|
|
|
FRONT
PAGE
Your
passport:
Don’t leave home without it
By
Meg Olson
Any plans to get away from the winter weather on a Mexican getaway just
got a little trickier for those who don’t have a passport.
As of Tuesday, January 23, all passengers arriving in the U.S. by air, including
U.S. citizens, will need a passport or another on a very short list of accepted
secure travel documents: an Air Nexus card, U.S. Coast Guard issued merchant
mariner document, or an alien registration card. The new document requirement
is part of the Western Hemisphere Travel Initiative, the administration’s
plan to implement a 2004 congressional mandate for secure documents establishing
identity and citizenship to accompany all travelers.

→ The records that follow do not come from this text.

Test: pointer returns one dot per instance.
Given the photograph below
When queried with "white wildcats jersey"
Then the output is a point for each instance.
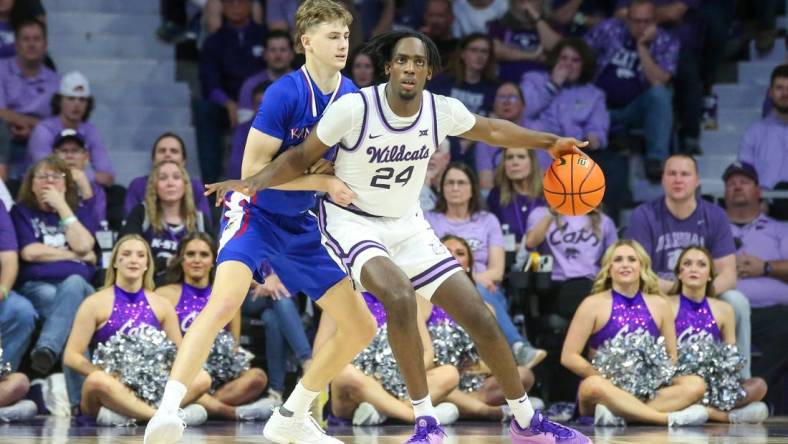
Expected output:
(386, 168)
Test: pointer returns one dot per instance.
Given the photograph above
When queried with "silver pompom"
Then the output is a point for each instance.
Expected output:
(141, 360)
(453, 346)
(636, 362)
(718, 364)
(226, 362)
(377, 360)
(5, 367)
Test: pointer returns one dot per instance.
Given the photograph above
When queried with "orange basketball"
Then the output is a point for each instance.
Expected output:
(574, 185)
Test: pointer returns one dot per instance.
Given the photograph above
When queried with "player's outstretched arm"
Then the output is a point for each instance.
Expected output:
(505, 134)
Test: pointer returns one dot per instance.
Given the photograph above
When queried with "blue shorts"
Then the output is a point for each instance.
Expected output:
(292, 245)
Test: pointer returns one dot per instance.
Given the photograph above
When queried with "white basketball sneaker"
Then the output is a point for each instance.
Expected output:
(290, 429)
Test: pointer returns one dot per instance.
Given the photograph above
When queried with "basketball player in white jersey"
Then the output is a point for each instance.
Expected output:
(386, 135)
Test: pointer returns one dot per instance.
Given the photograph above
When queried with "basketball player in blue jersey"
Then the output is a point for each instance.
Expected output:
(386, 135)
(276, 225)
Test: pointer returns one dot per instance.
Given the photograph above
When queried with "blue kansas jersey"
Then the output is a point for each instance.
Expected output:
(291, 108)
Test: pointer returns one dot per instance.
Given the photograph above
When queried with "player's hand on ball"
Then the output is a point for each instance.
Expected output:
(340, 193)
(222, 188)
(322, 166)
(566, 145)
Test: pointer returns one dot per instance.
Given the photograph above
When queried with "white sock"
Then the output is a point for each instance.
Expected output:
(300, 400)
(423, 407)
(174, 392)
(522, 410)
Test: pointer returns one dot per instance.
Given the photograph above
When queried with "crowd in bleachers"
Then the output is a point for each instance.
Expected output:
(602, 71)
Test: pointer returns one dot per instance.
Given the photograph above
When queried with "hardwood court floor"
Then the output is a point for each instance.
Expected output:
(60, 431)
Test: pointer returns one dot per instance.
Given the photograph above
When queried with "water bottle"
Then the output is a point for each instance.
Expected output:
(509, 241)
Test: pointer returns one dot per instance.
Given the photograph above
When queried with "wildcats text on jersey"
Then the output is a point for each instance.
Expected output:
(396, 153)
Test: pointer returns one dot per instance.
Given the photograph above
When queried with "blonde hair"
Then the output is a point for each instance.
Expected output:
(506, 186)
(152, 204)
(147, 276)
(678, 286)
(649, 282)
(312, 13)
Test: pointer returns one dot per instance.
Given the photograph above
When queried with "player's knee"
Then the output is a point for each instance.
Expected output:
(592, 389)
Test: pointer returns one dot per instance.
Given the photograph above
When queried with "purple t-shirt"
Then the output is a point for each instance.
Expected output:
(27, 95)
(516, 213)
(509, 31)
(619, 73)
(7, 233)
(135, 195)
(481, 231)
(575, 247)
(7, 48)
(764, 147)
(664, 236)
(767, 239)
(43, 136)
(44, 227)
(477, 97)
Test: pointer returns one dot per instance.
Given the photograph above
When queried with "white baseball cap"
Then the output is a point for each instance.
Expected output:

“It’s gone very smoothly,” said U.S. Customs and Border Protection
representative Mike Milne. Milne said in monitoring air travelers arriving in
the U.S. since November, 97 percent of Canadians were already traveling with
passports and over 90 percent of U.S. citizens.
A greater challenge, Milne said, will come when the passport requirement is to
be rolled out at land and sea ports, scheduled for as early as January 2008 and
no later than June of 2009. “This was a piece of cake compared to what
we’re looking at next year,” he said, explaining that there are 87
million arrivals to the U.S. by air every year, compared with 330 million by
land and sea.
A new PASS card being developed by the U.S. Department of State and congress
has made its availability a condition of implementing the passport rule at land
and sea ports. The new wallet-sized card is expected to be less expensive than
the passport, which costs $197 and is valid for ten years.